German pilots stopped 222 deportations by refusing to fly, report says

More than 220 deportations were stopped in Germany when pilots tasked with transporting them out of the country refused to fly the plane with them on board, a report says.

Between January and September 2017, a total of 222 planned deportations were classified as “failed” due to a pilots’ refusal to take off, government figures show. Most of the flights were taking people back to Afghanistan, where violence is still rife. Germany deems the Middle Eastern country a “safe country of origin.”

The figures were obtained and released by the Die Linke political party, which is commonly referred to as the Left Party. Westdeutsche Allegeimeine Zeitung newspaper first reported the figures.

It's unclear whether the reason the pilots refused to fly was fear of terrorism or humanitarian concern.

According to the report, some of the grounded flights belonged to Lufthansa Airlines and its subsidiary, Eurowings.

A spokesman for the airline told Westdeutsche Allegeimeine Zeitung that the decision not to carry a passenger ultimately is the pilot’s on a “case-by-case decision.”

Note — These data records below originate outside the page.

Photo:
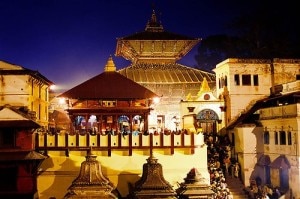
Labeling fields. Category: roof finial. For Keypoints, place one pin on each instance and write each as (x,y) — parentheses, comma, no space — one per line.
(153,25)
(110,65)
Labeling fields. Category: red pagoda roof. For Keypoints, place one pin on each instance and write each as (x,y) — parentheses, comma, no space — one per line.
(109,85)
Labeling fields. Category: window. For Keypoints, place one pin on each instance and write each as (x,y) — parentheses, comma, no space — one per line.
(266,137)
(7,137)
(282,138)
(246,80)
(255,80)
(237,79)
(276,137)
(289,138)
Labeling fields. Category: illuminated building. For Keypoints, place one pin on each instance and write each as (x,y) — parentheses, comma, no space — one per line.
(262,110)
(23,110)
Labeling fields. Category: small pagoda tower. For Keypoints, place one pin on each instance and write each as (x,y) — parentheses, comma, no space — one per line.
(194,186)
(152,183)
(91,183)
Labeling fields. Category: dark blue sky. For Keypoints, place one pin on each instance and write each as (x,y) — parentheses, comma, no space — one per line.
(69,41)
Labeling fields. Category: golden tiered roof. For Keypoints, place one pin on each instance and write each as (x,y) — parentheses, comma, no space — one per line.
(154,44)
(165,73)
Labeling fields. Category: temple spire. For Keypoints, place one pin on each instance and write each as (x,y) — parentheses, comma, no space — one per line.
(153,25)
(110,65)
(204,87)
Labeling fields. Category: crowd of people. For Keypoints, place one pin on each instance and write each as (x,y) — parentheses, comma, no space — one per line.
(221,164)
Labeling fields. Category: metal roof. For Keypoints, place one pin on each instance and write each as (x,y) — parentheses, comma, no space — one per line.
(165,73)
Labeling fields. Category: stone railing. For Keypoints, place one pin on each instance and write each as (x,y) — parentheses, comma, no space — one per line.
(284,111)
(65,142)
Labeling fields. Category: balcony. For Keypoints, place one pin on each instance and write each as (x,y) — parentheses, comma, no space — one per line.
(82,142)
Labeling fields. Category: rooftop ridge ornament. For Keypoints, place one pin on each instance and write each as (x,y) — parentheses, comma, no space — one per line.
(204,86)
(153,25)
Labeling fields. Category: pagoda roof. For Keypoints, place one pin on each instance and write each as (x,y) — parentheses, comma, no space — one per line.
(109,85)
(166,73)
(154,43)
(12,117)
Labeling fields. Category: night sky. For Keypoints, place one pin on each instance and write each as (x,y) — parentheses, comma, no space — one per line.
(69,41)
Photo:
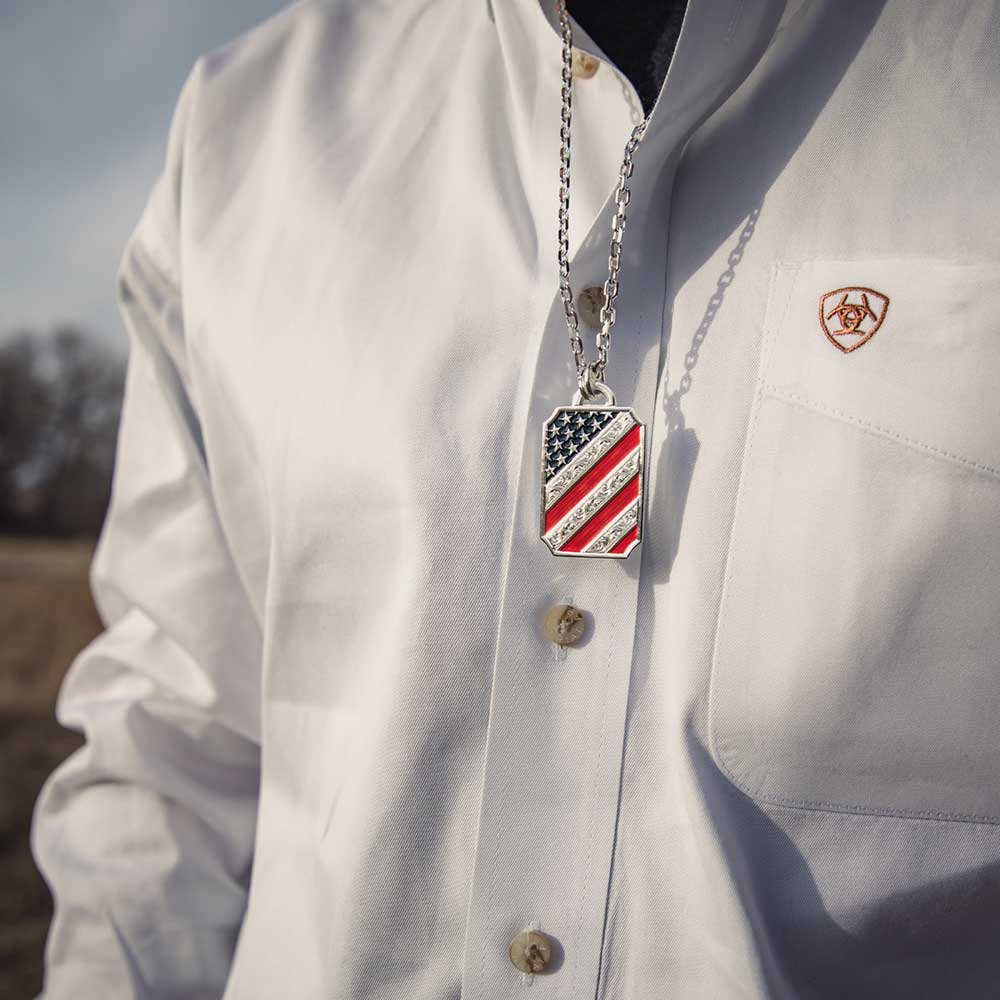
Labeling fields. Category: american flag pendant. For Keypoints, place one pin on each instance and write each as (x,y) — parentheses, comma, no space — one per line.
(592,474)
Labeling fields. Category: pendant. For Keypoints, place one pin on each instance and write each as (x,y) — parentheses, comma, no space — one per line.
(592,473)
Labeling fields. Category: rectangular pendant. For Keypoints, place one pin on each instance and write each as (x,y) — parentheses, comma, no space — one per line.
(593,468)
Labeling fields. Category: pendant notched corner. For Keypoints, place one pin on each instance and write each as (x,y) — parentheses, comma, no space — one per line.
(593,481)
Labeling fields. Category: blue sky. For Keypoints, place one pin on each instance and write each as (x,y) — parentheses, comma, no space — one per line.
(86,93)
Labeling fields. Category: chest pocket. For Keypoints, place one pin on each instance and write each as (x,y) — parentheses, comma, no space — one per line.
(857,661)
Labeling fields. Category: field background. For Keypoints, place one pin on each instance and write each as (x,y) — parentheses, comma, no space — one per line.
(46,616)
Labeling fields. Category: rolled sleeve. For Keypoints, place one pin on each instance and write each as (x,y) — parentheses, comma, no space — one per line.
(145,834)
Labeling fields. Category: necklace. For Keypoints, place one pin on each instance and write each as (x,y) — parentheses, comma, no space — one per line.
(593,464)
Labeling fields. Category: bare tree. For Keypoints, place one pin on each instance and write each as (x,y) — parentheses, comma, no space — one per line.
(60,401)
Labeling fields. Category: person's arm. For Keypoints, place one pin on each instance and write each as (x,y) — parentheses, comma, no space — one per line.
(145,834)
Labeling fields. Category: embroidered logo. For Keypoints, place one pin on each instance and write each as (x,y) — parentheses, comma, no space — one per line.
(850,316)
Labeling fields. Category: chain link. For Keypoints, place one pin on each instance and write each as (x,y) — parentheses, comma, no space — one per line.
(594,372)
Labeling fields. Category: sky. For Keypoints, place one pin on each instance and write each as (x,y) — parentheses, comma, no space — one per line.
(86,94)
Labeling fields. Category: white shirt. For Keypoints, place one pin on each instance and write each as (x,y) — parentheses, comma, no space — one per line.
(771,768)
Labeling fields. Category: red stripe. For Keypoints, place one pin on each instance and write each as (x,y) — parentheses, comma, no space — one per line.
(626,540)
(580,489)
(603,517)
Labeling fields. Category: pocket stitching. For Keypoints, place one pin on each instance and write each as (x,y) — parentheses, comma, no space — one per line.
(723,756)
(814,404)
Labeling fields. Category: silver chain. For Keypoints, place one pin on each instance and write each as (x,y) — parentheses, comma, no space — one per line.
(586,373)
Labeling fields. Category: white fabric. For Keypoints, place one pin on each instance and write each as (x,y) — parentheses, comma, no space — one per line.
(771,767)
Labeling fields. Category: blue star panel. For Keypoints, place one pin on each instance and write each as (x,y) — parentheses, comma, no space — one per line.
(569,433)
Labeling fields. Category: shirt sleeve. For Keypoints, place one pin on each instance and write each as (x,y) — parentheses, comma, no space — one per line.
(145,834)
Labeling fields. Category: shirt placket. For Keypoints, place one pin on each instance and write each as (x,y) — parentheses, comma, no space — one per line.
(557,715)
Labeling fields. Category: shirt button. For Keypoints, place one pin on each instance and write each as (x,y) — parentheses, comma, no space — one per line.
(584,64)
(530,951)
(563,624)
(588,305)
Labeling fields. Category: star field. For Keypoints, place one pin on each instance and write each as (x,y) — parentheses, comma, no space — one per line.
(569,434)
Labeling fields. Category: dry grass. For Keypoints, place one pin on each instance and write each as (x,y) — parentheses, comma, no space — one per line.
(46,617)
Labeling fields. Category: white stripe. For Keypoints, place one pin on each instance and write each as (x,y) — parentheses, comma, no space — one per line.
(618,528)
(576,517)
(596,449)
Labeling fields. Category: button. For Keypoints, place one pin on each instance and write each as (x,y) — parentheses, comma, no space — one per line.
(584,64)
(530,951)
(588,305)
(563,624)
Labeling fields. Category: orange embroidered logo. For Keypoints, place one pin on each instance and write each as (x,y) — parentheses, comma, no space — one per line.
(850,316)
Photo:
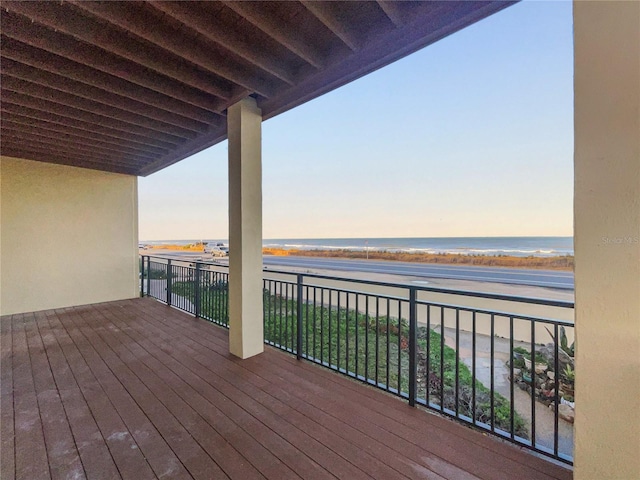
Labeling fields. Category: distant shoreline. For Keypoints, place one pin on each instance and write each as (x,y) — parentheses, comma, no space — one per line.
(565,262)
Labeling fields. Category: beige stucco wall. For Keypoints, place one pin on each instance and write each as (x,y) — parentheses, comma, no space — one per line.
(68,236)
(607,239)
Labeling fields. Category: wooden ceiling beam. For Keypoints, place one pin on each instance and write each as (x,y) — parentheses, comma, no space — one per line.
(30,124)
(20,28)
(45,93)
(65,110)
(44,61)
(56,82)
(126,15)
(274,28)
(66,19)
(393,11)
(89,127)
(67,147)
(26,131)
(225,36)
(323,11)
(214,136)
(81,162)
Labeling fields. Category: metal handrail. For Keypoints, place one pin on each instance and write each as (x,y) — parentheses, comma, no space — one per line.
(405,345)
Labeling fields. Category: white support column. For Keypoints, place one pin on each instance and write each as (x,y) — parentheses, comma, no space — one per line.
(607,239)
(244,122)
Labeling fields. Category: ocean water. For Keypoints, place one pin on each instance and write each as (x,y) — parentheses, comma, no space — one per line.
(514,246)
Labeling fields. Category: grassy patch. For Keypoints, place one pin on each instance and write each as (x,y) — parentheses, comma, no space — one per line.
(375,348)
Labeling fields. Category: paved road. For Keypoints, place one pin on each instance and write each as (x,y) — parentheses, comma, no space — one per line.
(540,278)
(515,276)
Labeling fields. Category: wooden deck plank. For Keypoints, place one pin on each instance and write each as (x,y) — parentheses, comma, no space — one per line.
(135,446)
(31,453)
(7,432)
(179,458)
(415,466)
(370,464)
(240,429)
(92,449)
(531,467)
(192,377)
(215,445)
(167,383)
(64,461)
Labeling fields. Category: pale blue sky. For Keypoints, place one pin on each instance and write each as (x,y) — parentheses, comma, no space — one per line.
(471,136)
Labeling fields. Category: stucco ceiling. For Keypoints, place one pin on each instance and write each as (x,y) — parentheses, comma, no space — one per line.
(133,87)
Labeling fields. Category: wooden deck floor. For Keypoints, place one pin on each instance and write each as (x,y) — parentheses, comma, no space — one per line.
(136,389)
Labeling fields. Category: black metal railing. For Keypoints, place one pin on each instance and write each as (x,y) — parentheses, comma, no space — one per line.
(496,362)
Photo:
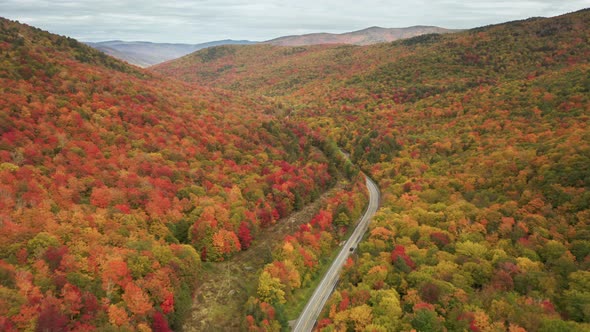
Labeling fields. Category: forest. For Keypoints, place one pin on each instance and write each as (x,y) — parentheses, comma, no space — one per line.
(120,188)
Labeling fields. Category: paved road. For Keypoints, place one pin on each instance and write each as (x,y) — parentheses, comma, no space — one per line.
(314,306)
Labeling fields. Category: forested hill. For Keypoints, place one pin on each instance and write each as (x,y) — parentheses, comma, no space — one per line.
(481,145)
(115,184)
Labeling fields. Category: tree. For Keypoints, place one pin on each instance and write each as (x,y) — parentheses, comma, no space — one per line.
(136,300)
(270,289)
(244,235)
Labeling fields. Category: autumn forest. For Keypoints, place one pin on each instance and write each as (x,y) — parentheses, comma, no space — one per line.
(130,198)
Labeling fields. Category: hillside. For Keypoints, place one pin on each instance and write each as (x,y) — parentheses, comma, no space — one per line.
(145,54)
(130,200)
(116,183)
(372,35)
(480,143)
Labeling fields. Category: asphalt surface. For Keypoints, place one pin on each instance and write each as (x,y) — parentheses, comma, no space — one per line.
(310,313)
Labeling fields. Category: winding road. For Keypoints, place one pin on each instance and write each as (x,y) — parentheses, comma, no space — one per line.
(314,306)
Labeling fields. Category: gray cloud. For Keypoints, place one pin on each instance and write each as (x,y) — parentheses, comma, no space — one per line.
(206,20)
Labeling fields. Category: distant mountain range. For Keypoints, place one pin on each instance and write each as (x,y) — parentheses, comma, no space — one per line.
(367,36)
(145,54)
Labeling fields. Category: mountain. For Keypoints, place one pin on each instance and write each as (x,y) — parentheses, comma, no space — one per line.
(116,183)
(367,36)
(160,199)
(480,143)
(145,54)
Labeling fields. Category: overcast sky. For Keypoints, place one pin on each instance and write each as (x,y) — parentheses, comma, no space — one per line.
(197,21)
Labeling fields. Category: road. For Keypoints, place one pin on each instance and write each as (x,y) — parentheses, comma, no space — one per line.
(314,306)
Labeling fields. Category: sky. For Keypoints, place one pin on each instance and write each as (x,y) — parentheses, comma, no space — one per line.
(198,21)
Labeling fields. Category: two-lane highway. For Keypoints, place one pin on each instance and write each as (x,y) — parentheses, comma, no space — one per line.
(314,306)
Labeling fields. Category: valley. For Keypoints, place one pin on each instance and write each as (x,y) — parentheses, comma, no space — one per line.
(209,192)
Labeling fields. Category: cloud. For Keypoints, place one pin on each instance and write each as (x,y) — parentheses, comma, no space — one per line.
(194,21)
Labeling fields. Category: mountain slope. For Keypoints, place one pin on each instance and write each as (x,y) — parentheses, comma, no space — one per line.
(480,143)
(145,54)
(116,183)
(367,36)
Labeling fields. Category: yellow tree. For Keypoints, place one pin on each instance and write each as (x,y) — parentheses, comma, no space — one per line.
(270,289)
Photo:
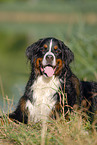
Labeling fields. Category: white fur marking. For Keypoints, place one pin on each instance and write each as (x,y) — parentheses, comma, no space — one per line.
(44,62)
(43,91)
(50,46)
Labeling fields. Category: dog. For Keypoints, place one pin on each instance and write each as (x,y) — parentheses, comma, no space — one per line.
(51,78)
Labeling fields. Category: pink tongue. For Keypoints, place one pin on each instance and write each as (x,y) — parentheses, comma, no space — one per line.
(49,71)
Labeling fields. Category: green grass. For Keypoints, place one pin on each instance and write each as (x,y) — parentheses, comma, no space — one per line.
(80,37)
(58,6)
(59,132)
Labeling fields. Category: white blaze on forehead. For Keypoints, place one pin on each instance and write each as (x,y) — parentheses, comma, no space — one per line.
(44,61)
(50,46)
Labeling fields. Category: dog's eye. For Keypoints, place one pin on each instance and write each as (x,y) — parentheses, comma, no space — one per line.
(55,47)
(45,46)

“If he has the impression that flight safety could be affected, he must refuse the transport of a passenger,” spokesman Michael Lamberty added. “Should security personnel at the airports have some sort of information in advance which indicates that a situation could escalate during a deportation, they can decide ahead of time not to let the passengers onboard.”

According to the figures, most of the grounded flights occurred at the Frankfurt Airport. Others refused to fly from Cologne and Bonn.

Pilots who refuse to fly on moral ground could face disciplinary measures.

Lufthansa Group spokesman Helmut Tolksford told RBB24 that he was not aware of “any case where one of our pilots has refused to take them for reasons of conscience.”